When I send a URL with any save signal (“save this”, “note this”, “/save”), the agent:
- Routes the URL to the appropriate Python script based on domain
- The script fetches the content — article text via
trafilatura, or YouTube transcript via a third-party API - Passes the content to an LLM with a structured prompt
- Writes the output as a Markdown note to my Obsidian vault on the VPS
- Pushes to GitHub, which Obsidian Git on my Mac pulls within 60 seconds
Total friction is now reduced to sending one Telegram message. The note appears in Obsidian in under a minute, without me having touched a computer.
Note Structure
The goal was notes that are useful to someone who never read the original — not just a compressed version of the article, but something that extracts the reasoning, the frameworks, the transferable mental models. For YouTube videos with financial or analytical content, the prompt asks for specific numbers, tracking plans, bear/base/bull scenario bands. For articles, it adapts structure to content type: news gets a different template than an argument piece, which gets a different template than a research paper.
Each note has consistent frontmatter (source, date, category, tags), a TL;DR blockquote, a concepts section that defines every named term or acronym, and a body structured for the content type. The categories mirror the topics I actually care about: AI/LLM, VC/Startup, Product, Policy, and a few others.
The output is not perfect. LLMs miss things and occasionally confabulate. But it is substantially better than nothing, and the structured format means the notes are scannable and usable in ways that ad-hoc summaries are not.

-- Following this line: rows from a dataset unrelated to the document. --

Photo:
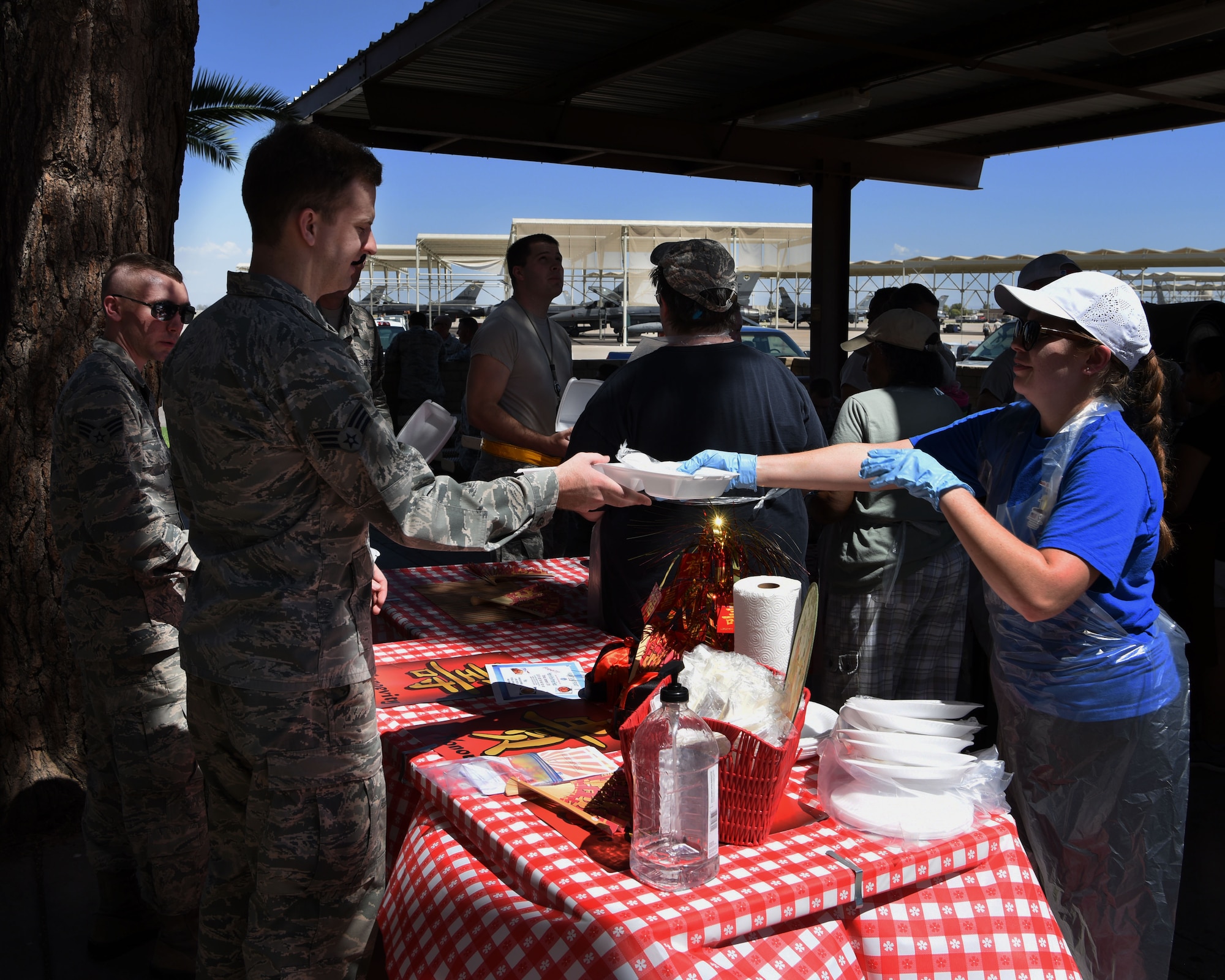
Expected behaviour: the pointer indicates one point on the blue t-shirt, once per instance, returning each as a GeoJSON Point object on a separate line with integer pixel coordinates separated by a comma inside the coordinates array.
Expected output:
{"type": "Point", "coordinates": [1108, 513]}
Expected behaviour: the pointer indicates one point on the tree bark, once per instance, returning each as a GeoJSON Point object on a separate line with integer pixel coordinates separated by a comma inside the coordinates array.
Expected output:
{"type": "Point", "coordinates": [94, 100]}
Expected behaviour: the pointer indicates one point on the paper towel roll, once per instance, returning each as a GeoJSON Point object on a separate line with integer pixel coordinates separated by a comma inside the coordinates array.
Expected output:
{"type": "Point", "coordinates": [767, 609]}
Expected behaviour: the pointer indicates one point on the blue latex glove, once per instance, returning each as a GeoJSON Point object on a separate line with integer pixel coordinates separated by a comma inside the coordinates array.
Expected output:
{"type": "Point", "coordinates": [742, 464]}
{"type": "Point", "coordinates": [911, 470]}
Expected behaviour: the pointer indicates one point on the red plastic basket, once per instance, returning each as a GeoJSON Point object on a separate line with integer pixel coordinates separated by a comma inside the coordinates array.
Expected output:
{"type": "Point", "coordinates": [753, 776]}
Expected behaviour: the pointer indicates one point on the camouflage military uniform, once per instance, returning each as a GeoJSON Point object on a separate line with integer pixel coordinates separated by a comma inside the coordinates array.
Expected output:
{"type": "Point", "coordinates": [361, 335]}
{"type": "Point", "coordinates": [126, 563]}
{"type": "Point", "coordinates": [282, 462]}
{"type": "Point", "coordinates": [415, 363]}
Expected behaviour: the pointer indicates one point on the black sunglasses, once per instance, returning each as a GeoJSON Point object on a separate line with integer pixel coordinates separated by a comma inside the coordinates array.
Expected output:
{"type": "Point", "coordinates": [164, 309]}
{"type": "Point", "coordinates": [1031, 330]}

This also fits neatly into the file-first philosophy I wrote about when I set up this site. The notes are plain Markdown files in a folder. No proprietary format, no database, no lock-in.
4. Closing Note
The system has been running for some time and the vault is growing at a pace that would not have been sustainable manually. More importantly, the notes are actually there when I want to look something up — which is the whole point.
The deeper shift is not the tooling. It is that saving something no longer requires a mode change. I do not need to decide to take notes. I just send a URL when I encounter something worth keeping, and the rest happens automatically.
PS:
- I wonder how many Claws are called Jeeves. Need to settle on a good name for mine.
- The next step for this would be to build/leverage something like LLM Wiki. Karpathy’s LLM Wiki idea is topic-centric as each topic has one page — when new content comes in on that topic, the LLM merges it into the existing page and the output converges toward a synthetic encyclopedia, not a pile of source notes. My current set-up is source-centric with each ingest creating one new dated note tied to one source. It’d be harder to constrain drift at scale with something like LLM Wiki, unlike my setup which is more reliable with the trade-off being that the same topic can generate 10 articles across 10 sources in my set-up.